Are there more miles of taxpayer funded US Forest Service logging roads now than in 1975, or less miles of logging roads? Are there more miles of legal & illegal ORV “trails” now than in 1975, or less miles? Are there more subdivisions and trophy homes in grizzly habitat, or less? What’s the trend? Duh.
Rocky Barker says, “The research McCain was attacking was really designed to help managers count how many grizzlies there are roaming around Montana. That’s pretty important to people who like or hate grizzlies because without a good count the U.S. Fish & Wildlife Service will never be able to remove them from the protection of the Endangered Species Act.”
Why would people who like grizzlies want them removed from the Endangered Species Act? So there can be more logging, drilling, and ORV use in what used to be grizzly bear habitat? So Montana can have a legal hunting season on grizzlies? So ranchers can put more sheep and cattle on public lands and then kill grizzlies that prey on dim-witted domestic livestock? Hello? Hello? Hello?
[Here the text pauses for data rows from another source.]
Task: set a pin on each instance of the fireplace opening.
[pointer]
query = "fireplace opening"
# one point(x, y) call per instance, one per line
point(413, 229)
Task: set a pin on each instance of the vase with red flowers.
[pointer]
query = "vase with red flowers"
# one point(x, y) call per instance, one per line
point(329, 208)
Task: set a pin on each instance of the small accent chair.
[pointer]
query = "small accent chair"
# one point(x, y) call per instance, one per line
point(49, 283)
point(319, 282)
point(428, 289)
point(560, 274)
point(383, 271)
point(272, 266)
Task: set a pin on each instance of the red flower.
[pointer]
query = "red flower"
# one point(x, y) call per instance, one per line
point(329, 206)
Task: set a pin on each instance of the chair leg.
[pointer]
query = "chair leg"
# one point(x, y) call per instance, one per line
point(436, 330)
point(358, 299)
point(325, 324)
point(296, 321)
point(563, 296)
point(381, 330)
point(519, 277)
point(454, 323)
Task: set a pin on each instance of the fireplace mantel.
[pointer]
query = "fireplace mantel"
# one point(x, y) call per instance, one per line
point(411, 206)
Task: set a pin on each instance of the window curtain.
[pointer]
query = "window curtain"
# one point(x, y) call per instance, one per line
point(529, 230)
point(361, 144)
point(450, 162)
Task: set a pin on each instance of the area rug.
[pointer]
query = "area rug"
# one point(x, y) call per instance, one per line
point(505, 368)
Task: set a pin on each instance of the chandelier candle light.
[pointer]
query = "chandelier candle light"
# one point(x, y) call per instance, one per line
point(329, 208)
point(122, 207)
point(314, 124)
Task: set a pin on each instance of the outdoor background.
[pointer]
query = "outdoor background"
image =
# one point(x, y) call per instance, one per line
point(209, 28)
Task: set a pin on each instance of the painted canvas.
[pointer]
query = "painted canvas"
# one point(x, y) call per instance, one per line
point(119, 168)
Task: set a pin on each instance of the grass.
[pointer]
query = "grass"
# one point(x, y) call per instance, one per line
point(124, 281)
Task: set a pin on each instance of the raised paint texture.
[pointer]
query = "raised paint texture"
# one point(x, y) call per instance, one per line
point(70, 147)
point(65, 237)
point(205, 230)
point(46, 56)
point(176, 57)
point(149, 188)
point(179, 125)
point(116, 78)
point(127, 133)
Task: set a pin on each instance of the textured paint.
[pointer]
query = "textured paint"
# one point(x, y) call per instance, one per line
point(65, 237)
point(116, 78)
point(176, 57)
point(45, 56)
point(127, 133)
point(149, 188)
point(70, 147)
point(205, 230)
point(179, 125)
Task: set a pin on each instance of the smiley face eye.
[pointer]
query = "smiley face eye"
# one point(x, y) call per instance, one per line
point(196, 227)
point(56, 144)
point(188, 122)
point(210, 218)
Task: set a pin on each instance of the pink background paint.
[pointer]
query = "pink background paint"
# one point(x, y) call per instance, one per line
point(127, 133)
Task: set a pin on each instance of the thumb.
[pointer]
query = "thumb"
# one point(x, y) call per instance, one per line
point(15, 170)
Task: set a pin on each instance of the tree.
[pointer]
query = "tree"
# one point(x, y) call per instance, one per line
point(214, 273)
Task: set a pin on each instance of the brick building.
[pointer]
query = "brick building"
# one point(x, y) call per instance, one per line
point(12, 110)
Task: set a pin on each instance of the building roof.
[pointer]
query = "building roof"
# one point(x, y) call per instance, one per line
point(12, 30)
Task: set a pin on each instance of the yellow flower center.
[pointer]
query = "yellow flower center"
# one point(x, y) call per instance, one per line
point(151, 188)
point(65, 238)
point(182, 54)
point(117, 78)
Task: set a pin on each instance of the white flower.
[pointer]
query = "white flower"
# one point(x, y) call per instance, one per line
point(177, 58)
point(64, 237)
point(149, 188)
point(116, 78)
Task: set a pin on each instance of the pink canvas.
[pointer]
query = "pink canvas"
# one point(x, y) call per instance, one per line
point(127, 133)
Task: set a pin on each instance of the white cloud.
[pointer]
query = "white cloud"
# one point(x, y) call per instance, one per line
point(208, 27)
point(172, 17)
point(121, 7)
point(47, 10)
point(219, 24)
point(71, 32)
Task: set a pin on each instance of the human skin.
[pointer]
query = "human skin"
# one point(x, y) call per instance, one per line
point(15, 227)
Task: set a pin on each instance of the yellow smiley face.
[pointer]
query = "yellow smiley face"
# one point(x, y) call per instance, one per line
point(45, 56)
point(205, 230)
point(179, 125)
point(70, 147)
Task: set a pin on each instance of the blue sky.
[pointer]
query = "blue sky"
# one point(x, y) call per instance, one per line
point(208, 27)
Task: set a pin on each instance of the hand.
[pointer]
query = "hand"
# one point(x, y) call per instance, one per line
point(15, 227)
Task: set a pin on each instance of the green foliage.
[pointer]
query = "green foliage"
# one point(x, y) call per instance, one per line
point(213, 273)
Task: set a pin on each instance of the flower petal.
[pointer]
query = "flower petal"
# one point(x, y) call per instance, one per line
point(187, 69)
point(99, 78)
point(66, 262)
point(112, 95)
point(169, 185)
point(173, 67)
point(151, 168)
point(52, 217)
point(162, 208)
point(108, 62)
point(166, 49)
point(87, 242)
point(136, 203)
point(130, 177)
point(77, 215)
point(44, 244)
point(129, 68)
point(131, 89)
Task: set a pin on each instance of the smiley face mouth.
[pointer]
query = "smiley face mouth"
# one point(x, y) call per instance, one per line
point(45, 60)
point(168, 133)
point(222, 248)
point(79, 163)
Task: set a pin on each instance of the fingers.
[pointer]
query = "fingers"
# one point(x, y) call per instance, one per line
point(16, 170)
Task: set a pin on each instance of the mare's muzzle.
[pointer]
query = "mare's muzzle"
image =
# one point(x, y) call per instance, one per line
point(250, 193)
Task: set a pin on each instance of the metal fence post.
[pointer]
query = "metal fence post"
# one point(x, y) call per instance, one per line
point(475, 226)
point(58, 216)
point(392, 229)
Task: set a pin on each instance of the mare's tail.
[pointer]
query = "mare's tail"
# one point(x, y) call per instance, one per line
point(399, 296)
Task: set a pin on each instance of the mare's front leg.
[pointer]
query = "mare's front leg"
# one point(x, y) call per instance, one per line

Giving the US Fish & Wildlife Service $5 million to delist grizzlies is like giving the US Fish & Wildlife Service $5 million to delist wolves–all in favor say, “aye.”
Of course McCain does not mention the billions that is being “shoveled” into the Iraq “Rathole”. The more I learn about McCain and his “dis-infornmation campaign” where-in he will say anthing to get elected the less respect I have for him. Unfortunately, it looks like he may win the election as “greed” sells better than “conservation”.
It’s OK to spend trillions in Iraq, but any money for science should be questioned, according to McCain, who doesn’t understand wildlife biology. DNA studies on populations of animals that are under stress (bears in Montana) are important. You must know the genetic relatedness between the different populations of a species, for management decisions. As populations of a species decline, inbreeding becomes one of the biggest threats to the survival of that species. This is money for basic science. The lack of understanding of basic science by the politicians, of both parties, is shameful.